Painting by George Stubbs

The Milbanke and Melbourne Families is an oil on canvas painting by the English artist George Stubbs, from c. 1769. It is held at the National Gallery, in London.

==History and description==
A conversation piece, it features four portraits of Sir Ralph Milbanke, 5th Baronet, his daughter Elizabeth, and on horseback on the right, Sir Peniston Lamb. The fourth figure is likely to be John Milbanke, Elizabeth's brother. The painting was almost certainly commissioned to celebrate the marriage alliance between the two families in April 1769, when Elizabeth married Sir Peniston Lamb. Both were wealthy landowning families with politicial ambitions. The couple's son, Lord Melbourne, served as Prime Minister, while their daughter, Emily, married another Prime Minister, Lord Palmerston. Sir Peniston was given the Irish title Baron Melbourne, which explains the title of the painting.

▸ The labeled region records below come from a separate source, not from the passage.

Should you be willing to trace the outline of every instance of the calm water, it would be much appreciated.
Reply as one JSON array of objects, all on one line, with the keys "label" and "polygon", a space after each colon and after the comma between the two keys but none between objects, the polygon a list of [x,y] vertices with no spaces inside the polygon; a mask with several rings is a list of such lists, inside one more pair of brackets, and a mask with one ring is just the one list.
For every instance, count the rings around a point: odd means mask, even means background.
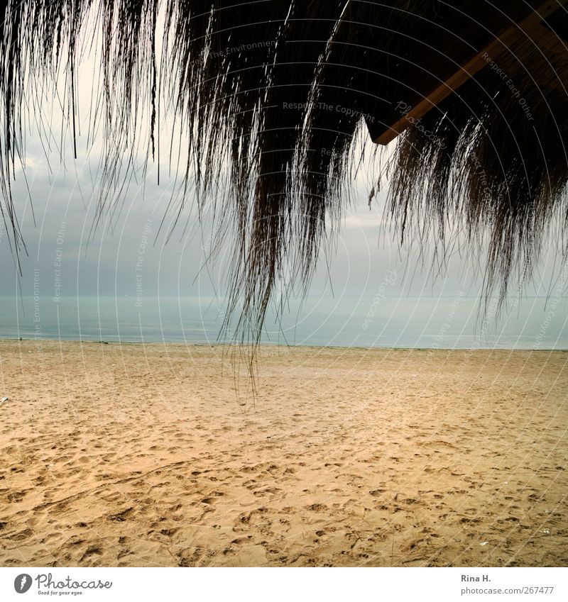
[{"label": "calm water", "polygon": [[[568,349],[566,298],[525,298],[486,319],[473,297],[342,297],[271,311],[263,340],[290,345]],[[0,338],[215,342],[219,299],[197,297],[0,297]]]}]

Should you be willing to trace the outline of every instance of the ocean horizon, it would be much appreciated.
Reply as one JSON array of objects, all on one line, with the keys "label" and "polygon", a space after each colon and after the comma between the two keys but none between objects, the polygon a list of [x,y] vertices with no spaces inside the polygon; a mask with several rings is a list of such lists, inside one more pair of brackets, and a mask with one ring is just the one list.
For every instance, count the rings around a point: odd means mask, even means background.
[{"label": "ocean horizon", "polygon": [[[214,296],[0,296],[0,338],[228,343],[226,299]],[[234,321],[234,320],[233,320]],[[267,313],[261,342],[291,346],[568,349],[568,299],[527,296],[307,297]],[[235,338],[236,340],[238,337]]]}]

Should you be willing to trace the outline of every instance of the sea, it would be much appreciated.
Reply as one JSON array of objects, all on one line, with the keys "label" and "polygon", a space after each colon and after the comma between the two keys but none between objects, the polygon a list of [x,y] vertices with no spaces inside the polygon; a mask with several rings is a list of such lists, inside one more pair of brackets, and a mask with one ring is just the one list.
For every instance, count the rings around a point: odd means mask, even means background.
[{"label": "sea", "polygon": [[[227,343],[219,297],[0,296],[0,338]],[[307,297],[269,308],[261,342],[422,349],[568,350],[568,299],[479,296]],[[224,325],[226,328],[224,328]],[[251,330],[248,331],[249,334]]]}]

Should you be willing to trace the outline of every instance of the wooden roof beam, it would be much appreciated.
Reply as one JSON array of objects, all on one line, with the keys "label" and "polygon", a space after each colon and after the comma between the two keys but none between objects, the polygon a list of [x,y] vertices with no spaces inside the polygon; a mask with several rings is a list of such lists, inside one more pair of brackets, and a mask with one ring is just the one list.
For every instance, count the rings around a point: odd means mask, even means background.
[{"label": "wooden roof beam", "polygon": [[[543,30],[541,25],[542,20],[567,2],[568,0],[549,0],[535,9],[528,17],[519,23],[507,27],[479,52],[461,65],[449,77],[440,82],[436,87],[426,93],[419,102],[406,111],[399,119],[387,126],[385,130],[373,141],[376,144],[388,144],[411,125],[413,121],[415,122],[424,116],[444,99],[473,77],[484,67],[488,65],[488,57],[494,60],[514,42],[525,38],[527,35],[533,40],[541,38]],[[550,35],[554,35],[552,33]]]}]

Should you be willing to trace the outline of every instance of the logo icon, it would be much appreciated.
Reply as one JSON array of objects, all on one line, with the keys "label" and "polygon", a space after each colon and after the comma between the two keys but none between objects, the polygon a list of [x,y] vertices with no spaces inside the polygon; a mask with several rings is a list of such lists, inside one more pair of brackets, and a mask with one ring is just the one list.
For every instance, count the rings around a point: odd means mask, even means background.
[{"label": "logo icon", "polygon": [[26,593],[31,587],[31,576],[27,573],[22,573],[13,580],[13,589],[18,593]]}]

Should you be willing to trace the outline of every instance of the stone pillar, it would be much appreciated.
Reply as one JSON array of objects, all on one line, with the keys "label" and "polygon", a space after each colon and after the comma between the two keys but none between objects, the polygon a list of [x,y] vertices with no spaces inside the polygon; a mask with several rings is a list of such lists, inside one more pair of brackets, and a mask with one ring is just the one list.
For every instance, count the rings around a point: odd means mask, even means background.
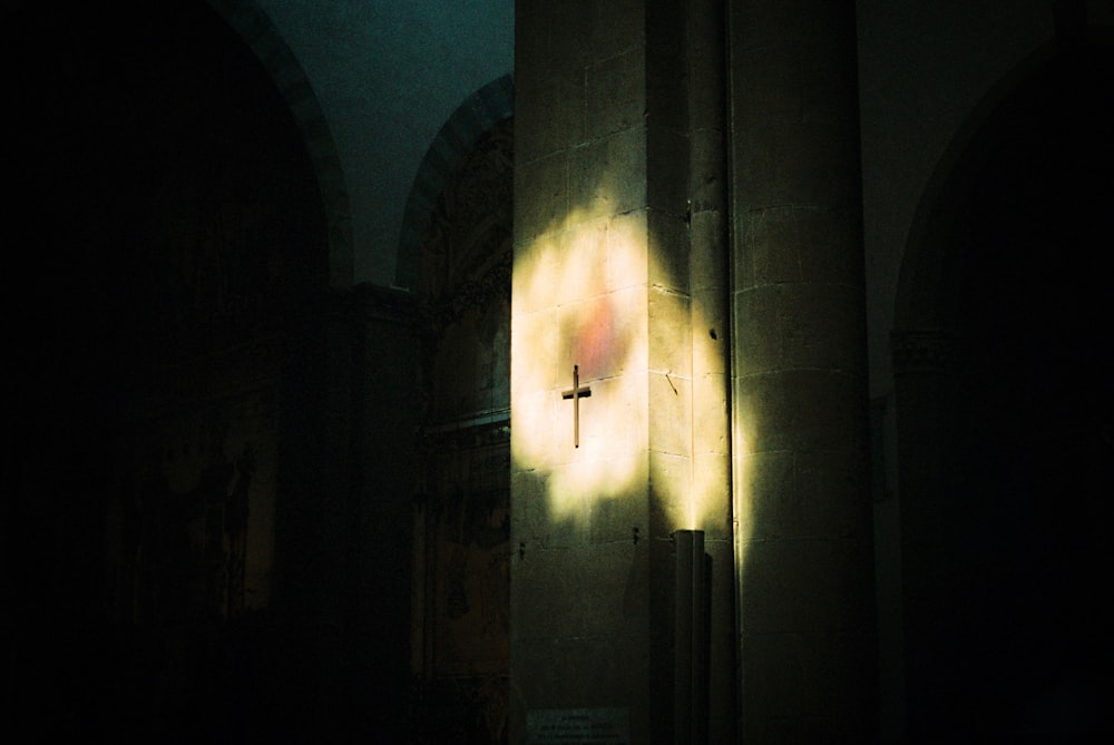
[{"label": "stone pillar", "polygon": [[353,288],[352,474],[346,612],[352,739],[410,736],[411,540],[419,395],[417,300]]},{"label": "stone pillar", "polygon": [[854,3],[731,3],[747,743],[874,737]]},{"label": "stone pillar", "polygon": [[[721,638],[705,708],[712,742],[724,742],[723,180],[706,175],[714,108],[691,98],[690,6],[519,0],[516,19],[510,741],[704,731],[675,719],[673,679],[674,533],[698,529]],[[697,156],[713,163],[694,175]],[[587,398],[565,398],[574,366]]]}]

The painting was commissioned by Sir Peniston to hang at his country estate, Brocket Hall, in Hertfordshire. It was almost certainly displayed at the Exhibition of 1770 held by the Society of Artists.
 Having passed down through the female line of the family for several generations, it is today it is in the collection of the National Gallery, in London, which purchased it in 1977.

==Bibliography==
- Brown, Colin. Lady M: The Life and Loves of Elizabeth Lamb, Viscountess Melbourne 1751-1818. Amberley Publishing, 2018.
- Egerton, Judy. George Stubbs, Painter. Yale University Press, 2007.